People who regularly take vitamin D supplements may have a lower likelihood of developing melanoma, according to study results published in Melanoma Research. The research was done in the North Savo region of Finland, which is near the Arctic Circle and gets little winter sunlight.
Vitamin D is an essential nutrient needed to maintain healthy bones. It also has anti-inflammatory and antioxidant properties, and it supports good immune function. Vitamin D is present in foods such as fortified milk and certain fish, and it can also be taken as a supplement. The body makes vitamin D when the skin is exposed to sunlight, but people with limited sun exposure may not make enough. This is a risk for people living at latitudes that get little sun for part of the year and those who spend most of their time indoors.
Ilkka Harvima, MD, PhD, of the University of Eastern Finland, and colleagues explored the potential link between vitamin D intake and the development of malignant skin conditions, including melanoma. Previous research on this has yielded conflicting results.
The study included 498 adults at risk for skin cancer who were recruited at the dermatology outpatient clinic of Kuopio University Hospital; 96 of them were immunocompromised. Based on their self-reported use of oral vitamin D supplements, they were split into three groups: nonuse, occasional use or regular use. After a skin examination, they were grouped according to their risk for skin cancer. The researchers measured blood levels of 25-hydroxyvitamin-D3 in 260 participants. Regular users of vitamin D supplements had the highest levels, while nonusers had the lowest levels.
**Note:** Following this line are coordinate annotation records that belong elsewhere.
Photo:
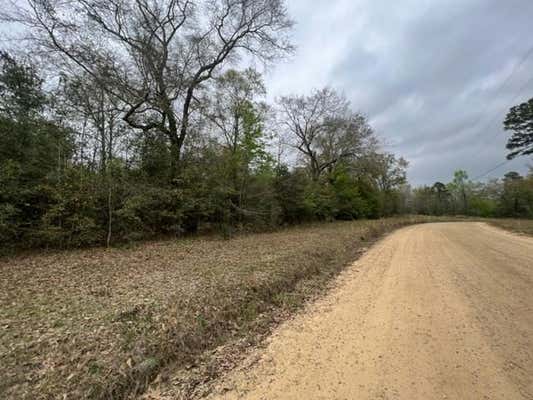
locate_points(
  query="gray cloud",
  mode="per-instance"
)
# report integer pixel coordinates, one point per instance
(429, 74)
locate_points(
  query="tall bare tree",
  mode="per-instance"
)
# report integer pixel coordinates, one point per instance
(154, 55)
(324, 129)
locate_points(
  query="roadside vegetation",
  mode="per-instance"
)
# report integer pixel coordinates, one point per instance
(101, 323)
(143, 127)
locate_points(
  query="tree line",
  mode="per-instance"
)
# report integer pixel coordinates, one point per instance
(510, 196)
(131, 119)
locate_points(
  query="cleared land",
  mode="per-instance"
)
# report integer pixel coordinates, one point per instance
(436, 311)
(102, 323)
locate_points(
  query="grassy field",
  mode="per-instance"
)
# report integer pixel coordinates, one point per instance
(102, 323)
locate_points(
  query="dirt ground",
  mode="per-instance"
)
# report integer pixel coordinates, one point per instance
(435, 311)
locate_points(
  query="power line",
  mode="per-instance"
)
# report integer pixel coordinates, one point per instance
(492, 170)
(516, 67)
(495, 117)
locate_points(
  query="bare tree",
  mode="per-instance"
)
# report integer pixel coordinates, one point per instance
(154, 55)
(324, 129)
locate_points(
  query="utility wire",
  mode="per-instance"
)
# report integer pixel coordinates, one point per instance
(512, 103)
(516, 67)
(495, 117)
(492, 170)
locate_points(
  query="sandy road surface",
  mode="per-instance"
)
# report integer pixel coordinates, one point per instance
(439, 311)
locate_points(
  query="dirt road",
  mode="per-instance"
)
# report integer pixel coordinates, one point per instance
(438, 311)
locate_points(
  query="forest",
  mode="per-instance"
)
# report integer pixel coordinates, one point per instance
(131, 120)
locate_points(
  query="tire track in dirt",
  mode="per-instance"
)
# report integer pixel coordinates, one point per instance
(435, 311)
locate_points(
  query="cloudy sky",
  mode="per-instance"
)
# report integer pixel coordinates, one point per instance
(435, 77)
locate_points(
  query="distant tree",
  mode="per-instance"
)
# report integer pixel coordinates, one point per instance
(156, 55)
(519, 120)
(442, 195)
(323, 129)
(21, 94)
(459, 186)
(512, 196)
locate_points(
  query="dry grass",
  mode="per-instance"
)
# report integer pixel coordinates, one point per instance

Among participants who were not immunocompromised, vitamin D supplement use and serum vitamin D levels were not associated with facial or other photoaging (skin damage due to sun exposure), actinic keratosis (dry, scaly patches on the skin), the number of nevi (moles) or basal cell or squamous cell carcinoma, the most common types of skin cancer.
On the other hand, there was a clear association between vitamin D supplement use and melanoma. People who regularly took vitamin D supplements were about half as likely as nonusers to currently have melanoma or to have had it in the past (18% versus 32%). They were also less likely to have any type of skin cancer (62% versus 75%). What’s more, regular users had a lower skin cancer risk classification. Similar associations were seen for the 96 immunocompromised people.
In conclusion, “regular use of vitamin D associates with fewer melanoma cases when compared to nonuse, but the causality between them is obscure,” the study authors wrote.
“[T]he question about the optimal dose of oral vitamin D in order for it to have beneficial effects remains to be answered,” Harvima said in a press release. “Until we know more, national intake recommendations should be followed.”
Harvima noted that the melanoma mortality rate in the North Savo region of Finland is relatively high in relation to its incidence. “For this reason, too, it is worth paying attention to sufficient intake of vitamin D in the population in this region.”